Almanya Adalet İstiyoruz Komitesi, Özgül Emre, İhsan Cibelik ve Serkan Küpeli hakkında hazırlanan iddianamenin Almanm burjuva basınına servis edilmesiyle ilgili bir açıklama yaptı.
“ÖZGÜL EMRE, İHSAN CİBELİK, SERKAN KÜPELİ’NİN İDDİANAMESİNİN BASINA GÖNDERİLMESİ YARGISIZ İNFAZDIR!” başlığını taşıyan açıklamada şunlar belirtildi.
ALMANYA FEDERAL SAVCILIĞI’NIN MEŞRULUK SORUNU VARDIR, BASINA BU İDDİANAMEYİ LANSE EDEREK MEŞRULUĞUNU SAĞLAMAYA ÇALIŞMAKTADIR!
İDDİANAMEDEKİ SUÇ SAYDIKLARINIZ; DEVRİMCİLERİN ALINLARININ AKIDIR, NAMUSUDUR, ONURUDUR!
YÜZYILLARCA DİRENEREK KAZANDIĞIMIZ HAKLARIMIZ VE DEĞERLERİMİZ İÇİN SAVAŞTIĞIMIZIN KANITIDIR!
FEDERAL SAVCILIĞIN SUÇ SAYDIKLARI BİZİM ONUR MADALYAMIZDIR!
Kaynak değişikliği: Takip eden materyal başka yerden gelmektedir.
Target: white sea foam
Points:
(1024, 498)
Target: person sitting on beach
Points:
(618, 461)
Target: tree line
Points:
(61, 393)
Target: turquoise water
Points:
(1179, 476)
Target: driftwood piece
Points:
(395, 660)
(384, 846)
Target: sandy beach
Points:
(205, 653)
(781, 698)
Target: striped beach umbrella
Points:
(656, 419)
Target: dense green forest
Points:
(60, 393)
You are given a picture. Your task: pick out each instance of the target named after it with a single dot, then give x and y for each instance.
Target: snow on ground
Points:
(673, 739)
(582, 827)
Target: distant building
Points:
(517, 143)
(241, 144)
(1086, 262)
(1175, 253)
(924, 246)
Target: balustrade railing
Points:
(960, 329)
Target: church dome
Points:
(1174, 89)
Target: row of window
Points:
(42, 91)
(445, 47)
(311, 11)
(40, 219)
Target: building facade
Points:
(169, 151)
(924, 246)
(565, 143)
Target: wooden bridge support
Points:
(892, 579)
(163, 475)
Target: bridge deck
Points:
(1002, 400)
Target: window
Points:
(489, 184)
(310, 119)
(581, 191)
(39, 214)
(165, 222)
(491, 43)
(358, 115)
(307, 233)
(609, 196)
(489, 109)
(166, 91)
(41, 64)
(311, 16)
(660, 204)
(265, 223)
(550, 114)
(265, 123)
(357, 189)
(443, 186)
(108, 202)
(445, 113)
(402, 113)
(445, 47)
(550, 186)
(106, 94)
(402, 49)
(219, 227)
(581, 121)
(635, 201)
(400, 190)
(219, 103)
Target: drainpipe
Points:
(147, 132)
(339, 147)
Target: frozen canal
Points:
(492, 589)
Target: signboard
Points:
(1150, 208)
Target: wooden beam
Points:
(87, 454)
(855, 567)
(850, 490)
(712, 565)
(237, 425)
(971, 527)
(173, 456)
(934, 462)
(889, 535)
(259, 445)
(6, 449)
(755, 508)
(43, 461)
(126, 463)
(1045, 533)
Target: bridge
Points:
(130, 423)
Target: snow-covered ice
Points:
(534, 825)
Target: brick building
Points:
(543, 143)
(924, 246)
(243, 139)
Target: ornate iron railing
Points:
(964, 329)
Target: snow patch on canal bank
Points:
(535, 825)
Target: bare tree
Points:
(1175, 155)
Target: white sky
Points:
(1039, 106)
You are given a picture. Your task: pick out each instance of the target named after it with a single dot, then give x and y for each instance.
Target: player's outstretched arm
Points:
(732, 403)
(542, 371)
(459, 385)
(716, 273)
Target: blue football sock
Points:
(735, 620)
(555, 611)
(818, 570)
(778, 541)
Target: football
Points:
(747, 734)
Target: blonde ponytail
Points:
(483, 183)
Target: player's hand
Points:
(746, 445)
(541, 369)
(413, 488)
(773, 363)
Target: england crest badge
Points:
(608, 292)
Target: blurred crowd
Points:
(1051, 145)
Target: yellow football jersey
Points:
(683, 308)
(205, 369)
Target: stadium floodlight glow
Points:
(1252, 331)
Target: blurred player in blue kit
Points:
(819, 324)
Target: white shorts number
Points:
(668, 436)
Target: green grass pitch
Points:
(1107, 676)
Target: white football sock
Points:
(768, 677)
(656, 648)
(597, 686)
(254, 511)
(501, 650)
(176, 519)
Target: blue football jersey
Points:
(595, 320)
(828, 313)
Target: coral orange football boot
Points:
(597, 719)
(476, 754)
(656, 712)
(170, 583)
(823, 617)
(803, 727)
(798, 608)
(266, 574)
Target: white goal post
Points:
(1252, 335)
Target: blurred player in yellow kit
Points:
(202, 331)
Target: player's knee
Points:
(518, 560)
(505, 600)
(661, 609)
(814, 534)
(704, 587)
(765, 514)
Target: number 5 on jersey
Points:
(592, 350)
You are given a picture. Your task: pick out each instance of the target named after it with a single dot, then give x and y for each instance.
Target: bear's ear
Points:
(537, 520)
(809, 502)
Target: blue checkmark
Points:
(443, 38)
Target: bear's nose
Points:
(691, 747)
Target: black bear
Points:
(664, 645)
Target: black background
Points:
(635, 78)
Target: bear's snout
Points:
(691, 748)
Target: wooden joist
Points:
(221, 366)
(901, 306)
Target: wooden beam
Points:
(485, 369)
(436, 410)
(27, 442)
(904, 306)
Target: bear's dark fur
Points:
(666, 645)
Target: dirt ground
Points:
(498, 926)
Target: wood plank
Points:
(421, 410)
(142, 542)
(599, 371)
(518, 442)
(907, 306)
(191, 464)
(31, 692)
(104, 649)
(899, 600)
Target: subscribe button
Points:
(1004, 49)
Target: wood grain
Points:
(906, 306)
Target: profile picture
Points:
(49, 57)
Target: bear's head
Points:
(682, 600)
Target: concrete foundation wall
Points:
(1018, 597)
“Halka korku yaymak ve bu şekilde devrimcilerle olan bağlarını koparmak istiyorlar.
…
1200 toplama kampı kuran… Alman emperyalizmi devrimcileri terörize edemez.
Kimin terörist olup olmadığına asla karar veremez.
Her türlü savaşta, katliamda parmağı olan ve bizzat yöneten alman emperyalizmi, faşizme karşı verilen mücadelenin meşru olup olmadığına karar veremez.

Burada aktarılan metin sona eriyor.